Picture this: You’re standing in line at your local deli counter, coffee shop or fast food chain. The clerk asks if he can help the person in front of you. As they step forward to place their order, they reach toward their purse/pocket to grab their cell phone, “Oh, hey…Standing in line. What’s up…No way.” The burger jockey waits with a painful, painted on smile for the customer to place their order, “May I help y—” But the clerk is cut off by a single finger of silence held up by the oblivious cell phone talker, as if to sneer incredulously, “Can’t you see I’m on the phone…idiot?”

Or how about this: The jackass in front of you picks up their cell phone, steps forward to place their order while continuing their conversation, and the clerk with a genuine smile and air of satisfaction says, “I’ll be right with you as soon as you’re ready,” pointing to the sign that clearly reads, "If you're on your phone, we don't want to interrupt, so we'll just help everyone behind you first." The clerk smiles as you stride forward. Score one for the little guy in the paper hat.

It’s a trend that’s been slowly catching on. From PA to the PCH, all sorts of businesses–coffee shops, gynecologists and everything in between—are standing up for their employees and their customers with one simple request: PUT. THE CELL PHONE. DOWN. According to an article in the Seattle Post Intelligencer, Robbie Stevenson of phonesoff.net has made silencing this daily annoyance into a lucrative business. In 2003, Robbie sold 1,000 $4.95-$6.95 “No cell phone signs.” Today she sells 1,000 a month to companies from the Girl Scouts to Harvard University. The guy in the paper hat cheers and goes back to studying for the bar.

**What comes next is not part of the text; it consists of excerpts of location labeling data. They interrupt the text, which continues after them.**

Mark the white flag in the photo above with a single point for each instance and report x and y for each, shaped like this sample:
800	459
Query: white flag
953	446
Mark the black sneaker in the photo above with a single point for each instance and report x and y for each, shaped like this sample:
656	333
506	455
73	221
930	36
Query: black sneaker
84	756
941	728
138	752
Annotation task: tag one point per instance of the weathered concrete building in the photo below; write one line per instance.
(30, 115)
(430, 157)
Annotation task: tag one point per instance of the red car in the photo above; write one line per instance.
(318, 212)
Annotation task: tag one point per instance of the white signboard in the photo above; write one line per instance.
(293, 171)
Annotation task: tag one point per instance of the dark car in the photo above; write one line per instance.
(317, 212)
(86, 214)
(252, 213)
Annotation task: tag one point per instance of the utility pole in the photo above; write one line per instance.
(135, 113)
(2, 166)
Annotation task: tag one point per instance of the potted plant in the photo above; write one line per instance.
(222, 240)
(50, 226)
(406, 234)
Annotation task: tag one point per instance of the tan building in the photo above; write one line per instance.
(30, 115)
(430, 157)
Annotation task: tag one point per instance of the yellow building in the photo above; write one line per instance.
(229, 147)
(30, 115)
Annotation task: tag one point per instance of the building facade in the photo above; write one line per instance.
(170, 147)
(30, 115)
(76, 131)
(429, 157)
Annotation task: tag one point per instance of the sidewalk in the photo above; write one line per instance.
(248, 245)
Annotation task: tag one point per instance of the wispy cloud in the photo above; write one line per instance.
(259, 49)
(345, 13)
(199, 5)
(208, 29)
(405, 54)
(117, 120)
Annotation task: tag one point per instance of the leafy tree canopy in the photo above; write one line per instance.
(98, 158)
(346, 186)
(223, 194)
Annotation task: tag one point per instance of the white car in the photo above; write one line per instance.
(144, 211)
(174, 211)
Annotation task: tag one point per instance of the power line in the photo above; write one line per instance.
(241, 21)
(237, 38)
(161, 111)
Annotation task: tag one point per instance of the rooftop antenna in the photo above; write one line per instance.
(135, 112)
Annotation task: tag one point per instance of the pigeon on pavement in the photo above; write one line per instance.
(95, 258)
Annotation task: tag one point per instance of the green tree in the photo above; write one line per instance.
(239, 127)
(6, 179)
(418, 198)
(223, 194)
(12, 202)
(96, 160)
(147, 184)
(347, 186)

I may talk on the cell phone while strolling around Safeway, but I hang up or tell the person to hold on the moment I get up to that counter. Despite the urgency I feel to continue a conversation about whether or not Nicole Ritchie is “too thin” or if Suri Cruise really is an alien, I can sacrifice for the two minutes it takes to ring up my Mac n’ Cheese and cherry cola. I don’t know, I’ve just always thought people who don’t hang up the phone are rude. And as a former fry flinger (from back in the day when beepers were all the rage), it tickles my heart to hear that somebody is stepping up for the little guy. (Now, if we could only get the swerving land whale SUV drivers to do the same, I might go so far as to say courtesy is making a comeback in our country—but that’s a different rant.)

The point is. Somebody’s getting the message. When you take your customers seriously, they take you seriously, and they appreciate it. The aforementioned article noted that some people complained, but it was about 1 complaint for every 600 “thank you’s.” According to a 2006 survey by the Pew Internet & American Life Project, the Associated Press and AOL, 82 percent of all Americans and 86 percent of cell phone users were irritated by loud, annoying cell conversations in public. THE PEOPLE HAVE SPOKEN!
So in honor of the people speaking, when you think about customer service, think this: “What do our customers really want?” “What would make our customers happy?” And not just the loud, fickle, bully customers whose opinions you’d already know even if they weren’t constantly telling you how to better run your business, but the dedicated customers, too. The ones who’ve stuck with your business through the toughest growing pains, the ones who’ve stayed because they like what you’ve got. Building business is about finding new customers, but it’s also about keeping the loyal customers you’ve got.